Project Overview
This personal project, developed during my time at the Université Paris-Est Créteil, explores the application of Mask R-CNN for custom object detection. I implemented transfer learning techniques with a pre-trained Mask R-CNN model (originally trained on the COCO dataset) to detect and segment custom objects - specifically Pikachu from Pokémon - in images. This work demonstrates how deep learning can be adapted to specialized detection tasks without requiring extensive training data.
Implementation Details
I utilized a pre-trained Mask R-CNN architecture as the foundation and fine-tuned it to recognize Pikachu from various angles and contexts. The project involved:
- Adapting the Mask R-CNN architecture originally pre-trained on COCO dataset
- Creating a custom dataset with labeled Pikachu images
- Implementing transfer learning to recognize this character not present in the original dataset
- Optimizing detection parameters for higher accuracy
[Mask R-CNN detection result showing bounding boxes and segmentation]

Parameter Optimization
A significant part of this project involved experimenting with various parameters to improve detection performance:
1. IoU Thresholds for Region Proposal Network (RPN)

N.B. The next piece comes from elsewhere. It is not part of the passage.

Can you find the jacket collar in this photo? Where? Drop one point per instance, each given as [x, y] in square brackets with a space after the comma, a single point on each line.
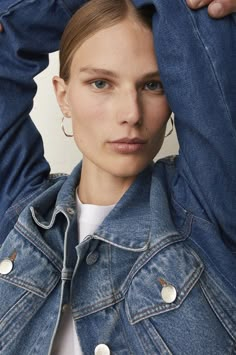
[139, 220]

- Adjusted upper threshold (positive samples) and lower threshold (negative samples)
- Found optimal performance with lower bound at 0.3 and upper bound at 0.7
- Values between thresholds were ignored during training to improve robustness
2. ROI Box Head Architecture
- Experimented with varying numbers of convolution filters (optimal: 4 filters)
- Tested different configurations of fully connected layers (settled on 2 FC layers)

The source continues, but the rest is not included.